What is a Joint Sponsor?

When you file a petition for immigration to the United States, there are many different requirements that you must meet to prove that you are eligible to become a permanent resident and receive a green card. As an “intending immigrant,” you must prove that you are not going to become a public charge or request financial assistance from the U.S. government. Even if you have lots of income or assets of your own, the immigration process requires that the family member (usually your spouse) petitioning for you act as your financial sponsor by signing an “affidavit of support,” or USCIS Form I-864. 

If your sponsor does not have enough income or assets to meet the minimum required threshold, then you will need a joint sponsor, sometimes called a financial co-sponsor. The minimum threshold for most sponsors is 125% of the Federal Poverty Guidelines based upon household size and location. Household size includes the sponsor or joint sponsor’s dependents and the intending immigrant. If income is too low, then assets may be used, but assets must equal 5 times the difference between the joint sponsor’s income and the minimum required income. It is generally best to find a joint sponsor whose income exceeds the threshold rather than the added hassle of using assets for purposes of the affidavit of support.


A joint sponsor can be any person who is:

  •  At least 18 years old;
  • A U.S. Citizen or lawful permanent resident (“green card holder”) who resides in the United States or a U.S. territory;
  • Able to prove total household income of at least 125% of the Federal Poverty Guidelines; and 
  • Willing to accept legal responsibility for supporting you by filing Form I-864. 

A joint sponsor must meet all the same financial requirements as a principal sponsor. However, a joint sponsor does not need to be related to the intending immigrant. You may be questioned about your relationship with a joint sponsor. Ideally, a joint sponsor would be a close family member or friend as this is less likely to draw increased scrutiny, athough this is not strictly required. 


The joint sponsor (or the joint sponsor and his or her household) must reach the 125% income requirement alone. You cannot combine your income with that of a joint sponsor to meet the income requirement. Like the sponsor, a joint sponsor must be able to prove that he or she meets the income threshold by providing: 

  • A copy of his or her individual Federal income tax returns, including W-2s for the three most recent tax years, including a copy of each and every Form 1099, Schedule, and any other evidence of reported income; 
  • A copy of his or her pay stubs from the most recent six months;
  • A letter or statement from his or her employer that confirms your employment and rate of pay. 
    •  If the joint sponsor was not required to file taxes for one or all of the last three years, they can prepare a statement and/or evidence describing why they were not required to file. 

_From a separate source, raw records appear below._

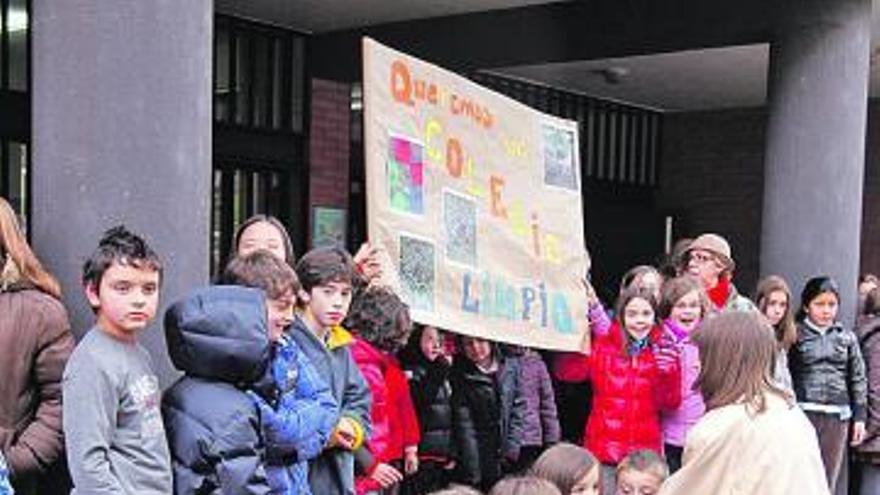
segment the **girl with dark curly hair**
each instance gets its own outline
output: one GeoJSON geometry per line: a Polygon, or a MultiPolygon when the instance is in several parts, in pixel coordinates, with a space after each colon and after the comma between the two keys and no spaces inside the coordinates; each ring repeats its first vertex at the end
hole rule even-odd
{"type": "Polygon", "coordinates": [[[355,335],[351,355],[373,395],[373,433],[356,453],[363,474],[355,489],[359,495],[395,494],[403,473],[415,473],[419,463],[419,423],[406,376],[394,357],[412,330],[409,308],[391,290],[368,287],[352,301],[344,325],[355,335]]]}

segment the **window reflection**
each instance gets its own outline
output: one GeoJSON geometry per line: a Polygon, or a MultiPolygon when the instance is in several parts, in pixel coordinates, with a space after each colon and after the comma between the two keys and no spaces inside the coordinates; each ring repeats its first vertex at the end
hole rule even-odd
{"type": "Polygon", "coordinates": [[[28,14],[27,0],[8,0],[6,14],[7,40],[9,42],[9,89],[27,91],[28,73],[28,14]]]}

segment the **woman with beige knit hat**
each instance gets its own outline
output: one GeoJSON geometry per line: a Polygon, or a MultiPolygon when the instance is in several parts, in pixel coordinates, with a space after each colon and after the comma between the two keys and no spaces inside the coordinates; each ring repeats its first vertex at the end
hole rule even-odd
{"type": "Polygon", "coordinates": [[[687,271],[700,279],[709,299],[719,311],[757,311],[747,297],[733,285],[736,264],[730,244],[718,234],[702,234],[691,242],[685,252],[687,271]]]}

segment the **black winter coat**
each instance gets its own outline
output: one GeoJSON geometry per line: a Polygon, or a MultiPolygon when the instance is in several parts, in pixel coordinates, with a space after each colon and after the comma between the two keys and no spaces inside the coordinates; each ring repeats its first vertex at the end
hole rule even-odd
{"type": "Polygon", "coordinates": [[[519,361],[501,359],[486,374],[457,358],[450,375],[455,438],[460,446],[459,480],[488,490],[503,469],[519,458],[525,400],[520,393],[519,361]]]}
{"type": "Polygon", "coordinates": [[[872,464],[880,464],[880,315],[862,318],[856,334],[862,346],[868,376],[866,435],[858,451],[872,464]]]}
{"type": "Polygon", "coordinates": [[[404,368],[421,429],[419,455],[456,459],[449,365],[443,358],[431,362],[422,357],[404,368]]]}
{"type": "Polygon", "coordinates": [[[867,379],[855,334],[839,323],[824,333],[798,324],[788,366],[798,402],[848,405],[855,421],[865,420],[867,379]]]}
{"type": "Polygon", "coordinates": [[[185,376],[162,398],[175,494],[270,493],[259,412],[243,391],[266,376],[263,293],[215,286],[165,313],[174,365],[185,376]]]}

The joint sponsor also must provide proof of his or her U.S. Citizenship or Permanent Residence, such as a copy of a birth certificate, certificate of naturalization, or green card. 


By signing the affidavit of support, a joint sponsor stands in the shoes of the primary sponsor and takes on the legal responsibility for financially supporting the sponsored immigrant(s). 

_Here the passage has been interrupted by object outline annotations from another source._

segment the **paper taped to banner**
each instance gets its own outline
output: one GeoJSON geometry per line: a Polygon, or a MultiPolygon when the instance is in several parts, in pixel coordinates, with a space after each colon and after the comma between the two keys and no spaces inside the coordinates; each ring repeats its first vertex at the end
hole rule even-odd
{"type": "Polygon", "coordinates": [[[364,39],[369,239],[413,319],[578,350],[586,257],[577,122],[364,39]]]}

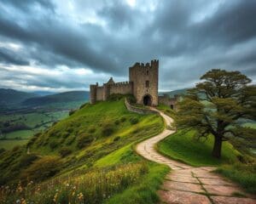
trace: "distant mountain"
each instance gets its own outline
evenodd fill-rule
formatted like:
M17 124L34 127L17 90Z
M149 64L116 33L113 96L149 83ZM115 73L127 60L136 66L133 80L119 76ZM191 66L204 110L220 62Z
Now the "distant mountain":
M89 100L89 92L86 91L64 92L52 95L27 99L22 102L22 105L27 106L40 106L54 103L65 103L83 100L86 101Z
M160 95L168 94L171 97L173 97L176 94L177 94L177 95L185 94L188 89L189 88L183 88L183 89L177 89L177 90L170 91L170 92L160 92Z
M19 104L29 98L37 96L34 93L16 91L10 88L0 88L0 105L9 105Z
M46 95L52 95L52 94L58 94L55 92L49 92L49 91L35 91L33 93L39 96L46 96Z

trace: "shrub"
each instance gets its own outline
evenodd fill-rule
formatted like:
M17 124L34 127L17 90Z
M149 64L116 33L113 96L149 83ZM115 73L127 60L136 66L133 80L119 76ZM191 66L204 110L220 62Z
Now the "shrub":
M69 133L68 133L68 132L66 132L66 131L65 131L64 133L62 133L62 138L64 138L64 139L67 138L68 135L69 135Z
M73 131L73 128L68 127L68 128L67 128L67 131L70 133L72 133L72 132Z
M90 135L80 136L78 140L77 147L79 149L82 149L85 146L88 146L92 141L93 141L93 137Z
M104 137L110 136L113 133L113 129L111 126L105 126L102 128L102 133Z
M0 148L0 155L2 154L2 153L3 153L3 152L5 152L5 149L4 148Z
M21 179L43 181L55 175L61 167L61 162L57 156L44 156L37 160L21 174Z
M108 97L108 100L114 101L114 100L119 100L124 97L121 94L112 94Z
M90 128L88 130L89 133L94 133L96 132L96 128Z
M134 97L134 95L127 95L126 96L126 99L127 99L127 100L128 100L128 102L130 103L130 104L136 104L136 98Z
M75 139L76 139L76 137L74 135L69 137L67 139L67 144L72 144Z
M80 108L79 109L82 109L82 108L84 108L86 105L88 105L88 103L85 103L85 104L83 104L83 105L81 105L81 106L80 106Z
M69 110L68 116L72 116L75 112L76 112L76 110L72 109L72 110Z
M119 120L116 120L115 122L114 122L114 124L116 124L116 125L119 125L120 123L120 121Z
M56 141L52 141L50 144L49 144L49 147L51 150L54 150L57 147L58 145L58 143Z
M119 140L120 139L120 136L116 136L113 139L113 141L118 141L118 140Z
M66 156L68 156L72 153L72 150L68 147L62 147L60 150L59 153L62 157L65 157Z
M130 123L131 123L131 125L135 125L135 124L138 123L138 119L137 119L137 117L131 117L131 118L130 119Z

This obligation generally lasts until the immigrant:

  • Becomes an U.S. Citizen;
  • Works for 40 quarters (or 10 years);
  • Dies; 
  • Surrenders his or her green card or leaves the United States;
  • Receives a new green card after being placed in removal proceedings. 

The death of the joint sponsor will also end the obligation. It is important to note that a joint sponsor’s obligation continues even if the green card holder or immigrant and the sponsoring spouse divorce. 

By signing an affidavit of support, the joint sponsor agrees to reimburse the government for the immigrant’s use of public benefits. Not all benefits come under the “public charge” category, for example non-cash assistance such as Medicaid and unemployment compensation, although this is an area where there have been recent proposed changes. See the USCIS website for a list of each type of benefit and whether a joint sponsor would be liable for reimbursement. A joint sponsor does not take on any responsibility for the intending immigrant’s tax liabilities or private debt, such as personal or student loans, medical bills, credit cards, etc. 

In practice, the joint sponsor only becomes liable to the government if the sponsored immigrant applies and qualifies for government assistance. If a sponsored immigrant does not apply for benefits, then the joint sponsor will not owe any money on the immigrant’s behalf.